Call Me Dancer is a story of hope, heartache and hard work. Together, Manish and Yehuda transform each other’s lives, both searching for happiness in who they are and what they do. Yehuda seeks a purpose and a place to call home. Manish struggles to break free from the confines of his own economic and social circumstances. This is a universal story about the special relationship between teacher and student, and how dance can break down barriers, erase social limitations, and inspire everyone, everywhere to reach for their dreams.

Impact Goals

Call Me Dancer is proud to partner with the Dakshina/Daniel Phoenix Singh Dance Company to promote our shared belief that dance transcends barriers, traditions and cultures, and is an educational catalyst for social change.

Call Me Dancer will be used to engage the community through screenings designed to educate and inspire people to use dance and other arts programs to create social change. We will partner with organizations, such as MindLeap, that use dance with at-risk youth to help them succeed in school and enter the workplace. We will create companion materials and curricula for organizations that use dance to develop cognitive and social-emotional skills.

About the Filmmakers

Leslie Shampaine has been producing programs for major broadcasters such as PBS, Discovery Channel, National Geographic, CBS and A&E. Her work ranges from documentaries to educational series and includes 8 years as part of the production team for the Emmy award-winning Kennedy Center Honors. Her credits include the PBS series Avoiding Armageddon hosted by Walter Cronkite; Who Betrayed Anne Frank (Discovery Channel) – winner of a Telly, a Cine Golden Eagle and a Gold Remi at the Houston WorldFest; DC Cupcakes (TLC); and Fireworks with George Plimpton (A&E), which was nominated for an Emmy and an ACE.

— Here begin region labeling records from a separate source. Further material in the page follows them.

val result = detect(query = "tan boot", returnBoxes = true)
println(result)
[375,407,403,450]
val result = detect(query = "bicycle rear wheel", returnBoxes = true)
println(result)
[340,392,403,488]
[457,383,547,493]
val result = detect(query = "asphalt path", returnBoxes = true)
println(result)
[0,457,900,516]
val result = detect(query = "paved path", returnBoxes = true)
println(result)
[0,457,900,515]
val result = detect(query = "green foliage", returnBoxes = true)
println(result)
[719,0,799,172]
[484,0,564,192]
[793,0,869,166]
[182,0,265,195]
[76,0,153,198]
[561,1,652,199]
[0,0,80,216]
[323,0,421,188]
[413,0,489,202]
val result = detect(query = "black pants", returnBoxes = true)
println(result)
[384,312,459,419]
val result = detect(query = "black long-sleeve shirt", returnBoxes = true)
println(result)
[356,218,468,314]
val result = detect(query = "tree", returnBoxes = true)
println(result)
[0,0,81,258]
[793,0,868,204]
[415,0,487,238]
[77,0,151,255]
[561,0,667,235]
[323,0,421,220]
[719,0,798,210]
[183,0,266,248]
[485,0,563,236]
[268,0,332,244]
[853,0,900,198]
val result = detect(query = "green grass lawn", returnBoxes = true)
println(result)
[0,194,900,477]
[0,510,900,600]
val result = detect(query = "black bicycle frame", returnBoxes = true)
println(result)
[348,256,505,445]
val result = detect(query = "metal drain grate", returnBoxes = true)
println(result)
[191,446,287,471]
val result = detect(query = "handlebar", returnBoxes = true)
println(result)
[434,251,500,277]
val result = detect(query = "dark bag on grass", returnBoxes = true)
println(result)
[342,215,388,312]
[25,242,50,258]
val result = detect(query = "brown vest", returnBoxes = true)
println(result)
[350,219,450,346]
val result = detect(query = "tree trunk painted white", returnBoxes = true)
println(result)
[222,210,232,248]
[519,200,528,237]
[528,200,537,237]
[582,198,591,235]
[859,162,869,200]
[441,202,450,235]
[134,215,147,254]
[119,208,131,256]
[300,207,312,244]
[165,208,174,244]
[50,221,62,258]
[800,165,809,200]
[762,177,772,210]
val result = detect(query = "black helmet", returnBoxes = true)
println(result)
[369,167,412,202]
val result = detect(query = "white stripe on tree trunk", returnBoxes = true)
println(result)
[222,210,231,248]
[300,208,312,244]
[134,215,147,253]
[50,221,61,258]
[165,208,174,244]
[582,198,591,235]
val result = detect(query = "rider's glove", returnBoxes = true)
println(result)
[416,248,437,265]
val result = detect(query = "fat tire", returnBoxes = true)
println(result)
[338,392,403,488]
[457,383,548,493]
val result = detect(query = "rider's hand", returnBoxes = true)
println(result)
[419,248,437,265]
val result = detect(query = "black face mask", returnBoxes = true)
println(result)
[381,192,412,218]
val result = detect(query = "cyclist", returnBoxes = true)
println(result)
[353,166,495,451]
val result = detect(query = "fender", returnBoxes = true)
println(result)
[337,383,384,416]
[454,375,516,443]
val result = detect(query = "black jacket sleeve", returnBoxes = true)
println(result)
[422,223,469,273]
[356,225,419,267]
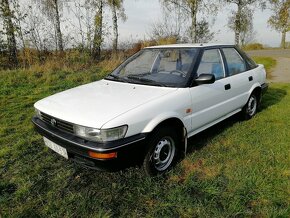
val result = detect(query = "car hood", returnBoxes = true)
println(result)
[34,80,177,128]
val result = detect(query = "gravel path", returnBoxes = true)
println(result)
[247,49,290,83]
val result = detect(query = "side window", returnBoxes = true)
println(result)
[223,48,246,76]
[197,49,225,80]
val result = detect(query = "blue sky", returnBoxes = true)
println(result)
[119,0,290,46]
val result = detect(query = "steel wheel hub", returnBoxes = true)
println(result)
[153,136,175,171]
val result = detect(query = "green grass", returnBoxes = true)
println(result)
[253,57,277,79]
[0,67,290,217]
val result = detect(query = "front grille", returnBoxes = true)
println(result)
[40,112,74,133]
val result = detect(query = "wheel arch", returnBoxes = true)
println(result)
[248,84,262,104]
[143,116,187,153]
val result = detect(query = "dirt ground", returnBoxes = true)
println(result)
[247,49,290,83]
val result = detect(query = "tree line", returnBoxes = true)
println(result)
[0,0,290,67]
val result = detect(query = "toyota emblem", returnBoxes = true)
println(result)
[50,119,56,126]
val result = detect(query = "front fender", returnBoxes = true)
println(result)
[142,112,187,133]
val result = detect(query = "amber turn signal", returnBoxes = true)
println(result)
[89,151,117,160]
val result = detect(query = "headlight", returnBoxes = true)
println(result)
[74,125,128,142]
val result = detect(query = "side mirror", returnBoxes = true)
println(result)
[195,73,215,85]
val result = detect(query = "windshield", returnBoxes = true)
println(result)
[106,48,197,87]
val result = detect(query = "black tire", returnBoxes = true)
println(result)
[143,127,181,176]
[242,93,259,120]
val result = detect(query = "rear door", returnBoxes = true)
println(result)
[189,48,238,135]
[222,47,257,110]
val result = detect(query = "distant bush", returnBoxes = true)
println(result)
[243,43,264,50]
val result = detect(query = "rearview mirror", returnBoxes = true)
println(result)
[195,73,215,85]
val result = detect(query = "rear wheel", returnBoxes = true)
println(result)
[143,127,180,176]
[242,93,258,120]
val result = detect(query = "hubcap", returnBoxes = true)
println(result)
[247,96,257,116]
[153,136,175,171]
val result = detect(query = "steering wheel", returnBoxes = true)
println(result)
[169,70,186,77]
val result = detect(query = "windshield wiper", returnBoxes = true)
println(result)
[105,74,128,82]
[127,75,167,87]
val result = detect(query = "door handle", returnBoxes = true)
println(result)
[225,84,231,90]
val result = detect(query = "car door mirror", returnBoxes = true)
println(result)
[195,73,215,85]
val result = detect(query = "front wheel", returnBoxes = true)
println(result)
[143,127,179,176]
[242,93,258,120]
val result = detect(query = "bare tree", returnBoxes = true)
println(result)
[268,0,290,48]
[160,0,217,43]
[34,0,64,51]
[107,0,127,53]
[92,0,104,60]
[0,0,18,67]
[228,7,254,46]
[224,0,265,45]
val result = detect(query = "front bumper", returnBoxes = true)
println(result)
[32,117,147,171]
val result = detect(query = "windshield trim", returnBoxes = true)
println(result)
[104,47,201,88]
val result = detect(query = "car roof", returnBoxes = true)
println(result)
[146,43,234,49]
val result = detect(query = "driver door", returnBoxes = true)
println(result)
[189,49,236,136]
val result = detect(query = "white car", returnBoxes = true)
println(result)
[32,44,268,175]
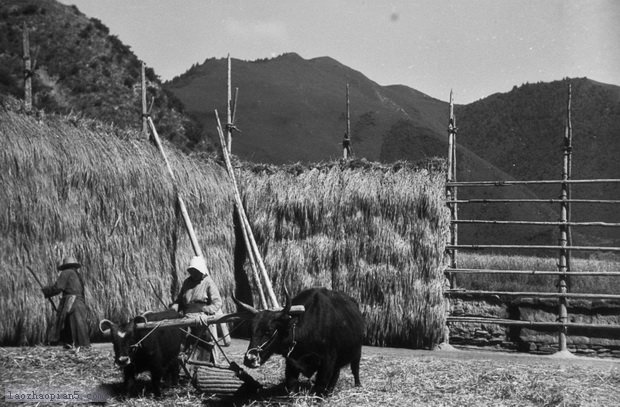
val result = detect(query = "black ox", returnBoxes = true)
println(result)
[237,288,364,395]
[99,310,185,397]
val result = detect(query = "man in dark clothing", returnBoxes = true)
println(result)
[43,257,90,348]
[171,256,222,361]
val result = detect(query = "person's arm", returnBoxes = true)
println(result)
[170,282,185,312]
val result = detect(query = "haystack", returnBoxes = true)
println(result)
[0,102,449,348]
[241,162,449,348]
[0,102,234,344]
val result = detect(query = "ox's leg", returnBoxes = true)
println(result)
[351,346,362,387]
[284,359,300,393]
[151,368,162,397]
[327,367,340,393]
[123,363,136,394]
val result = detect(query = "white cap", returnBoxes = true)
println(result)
[187,256,209,276]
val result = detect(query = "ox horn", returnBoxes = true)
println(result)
[233,295,258,314]
[99,319,114,334]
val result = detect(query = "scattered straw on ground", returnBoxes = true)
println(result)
[0,346,620,407]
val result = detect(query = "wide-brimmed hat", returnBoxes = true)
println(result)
[187,256,209,276]
[58,256,82,270]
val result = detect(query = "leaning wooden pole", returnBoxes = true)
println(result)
[558,84,572,353]
[446,90,458,289]
[140,62,149,138]
[147,117,203,260]
[215,110,280,308]
[22,22,33,112]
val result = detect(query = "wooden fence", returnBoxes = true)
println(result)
[446,84,620,353]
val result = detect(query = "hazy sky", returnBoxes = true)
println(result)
[61,0,620,103]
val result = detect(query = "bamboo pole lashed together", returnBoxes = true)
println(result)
[147,117,202,262]
[558,83,572,352]
[342,83,351,160]
[446,90,458,288]
[140,62,149,138]
[215,110,280,308]
[22,21,33,112]
[226,54,233,154]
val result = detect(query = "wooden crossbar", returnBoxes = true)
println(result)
[444,289,620,300]
[446,178,620,187]
[451,219,620,227]
[447,317,620,330]
[445,268,620,277]
[446,244,620,252]
[446,198,620,204]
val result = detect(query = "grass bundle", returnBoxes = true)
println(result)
[0,100,234,345]
[240,162,449,348]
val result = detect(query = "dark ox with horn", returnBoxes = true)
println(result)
[99,310,186,397]
[237,288,364,395]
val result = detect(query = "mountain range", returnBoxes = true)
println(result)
[0,0,620,250]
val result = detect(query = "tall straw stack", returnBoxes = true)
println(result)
[0,97,449,348]
[0,98,234,345]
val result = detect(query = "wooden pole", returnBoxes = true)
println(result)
[446,90,458,288]
[215,110,280,308]
[140,62,149,139]
[558,84,571,352]
[342,83,351,160]
[226,54,233,154]
[240,218,269,309]
[22,21,33,112]
[147,117,203,260]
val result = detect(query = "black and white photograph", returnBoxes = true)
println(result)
[0,0,620,407]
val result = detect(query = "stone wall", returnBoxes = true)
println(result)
[449,296,620,358]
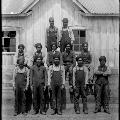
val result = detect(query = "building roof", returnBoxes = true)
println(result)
[2,0,38,14]
[73,0,119,14]
[2,0,119,16]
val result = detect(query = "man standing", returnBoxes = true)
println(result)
[47,42,62,67]
[59,18,75,52]
[30,55,47,115]
[48,54,65,115]
[45,17,59,52]
[13,56,29,116]
[30,43,45,66]
[95,56,111,114]
[81,42,93,94]
[62,43,76,103]
[14,44,28,66]
[73,55,88,114]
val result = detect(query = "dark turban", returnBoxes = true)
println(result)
[18,44,25,49]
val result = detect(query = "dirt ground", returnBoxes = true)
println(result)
[2,87,119,120]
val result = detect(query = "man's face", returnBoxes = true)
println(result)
[49,19,54,27]
[63,22,68,28]
[19,47,24,53]
[36,46,42,52]
[78,58,83,67]
[66,45,70,51]
[100,60,106,66]
[36,58,42,66]
[52,45,56,51]
[54,58,60,66]
[83,44,88,51]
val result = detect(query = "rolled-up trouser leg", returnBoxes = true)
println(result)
[39,84,45,112]
[51,85,56,110]
[74,87,80,112]
[21,89,26,113]
[103,84,110,110]
[95,84,102,110]
[69,66,74,103]
[80,84,88,112]
[33,86,39,112]
[56,86,62,112]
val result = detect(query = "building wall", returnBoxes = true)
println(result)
[2,0,119,103]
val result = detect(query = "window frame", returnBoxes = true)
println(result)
[69,26,87,54]
[2,26,20,55]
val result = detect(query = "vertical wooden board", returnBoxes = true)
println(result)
[61,0,74,26]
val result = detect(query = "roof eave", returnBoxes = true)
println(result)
[83,13,119,17]
[72,0,89,13]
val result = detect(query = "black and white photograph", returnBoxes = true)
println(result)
[1,0,120,120]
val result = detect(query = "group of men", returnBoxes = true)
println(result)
[13,17,111,116]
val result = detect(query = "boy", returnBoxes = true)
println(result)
[73,55,88,114]
[59,18,75,52]
[95,56,111,114]
[30,43,45,66]
[48,54,65,115]
[62,43,76,103]
[13,56,29,116]
[30,55,47,115]
[45,17,59,52]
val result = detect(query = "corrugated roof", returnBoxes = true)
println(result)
[76,0,119,14]
[2,0,35,14]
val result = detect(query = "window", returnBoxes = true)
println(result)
[2,31,16,52]
[73,29,86,52]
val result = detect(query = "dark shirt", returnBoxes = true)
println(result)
[30,65,47,86]
[81,51,92,64]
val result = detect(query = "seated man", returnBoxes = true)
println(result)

Before entering television, Leslie had a 13-year professional career as a ballet dancer and worked in the US, Europe, and Israel. She shares her love of dance by volunteering her time to teach movement to seniors in assisted-living facilities.

Pip Gilmour is an award-winning filmmaker with over twenty-five years of experience writing, producing and directing documentaries. Her recent film, Beyond Stonewall was aired and released in conjunction with a major exhibit at the Smithsonian’s Museum of American History to tell the story of the gay experience in America. The film Minutes to Die: Snakebite, focuses on a vastly ignored global health issue: snakebites, and led the World Health Organization to reclassify snakebite as a neglected tropical disease.

She is an intrepid traveler and her work has taken her from deep inside the jungles of Central America for a PBS series about the Mayans & Incas, to a remote Indonesian island living with a hunter/gatherer family, to the bottom of an Egyptian tomb to discover the real Scorpion King for the History Channel and inside the most dangerous supermax prisons for the Discovery Channel.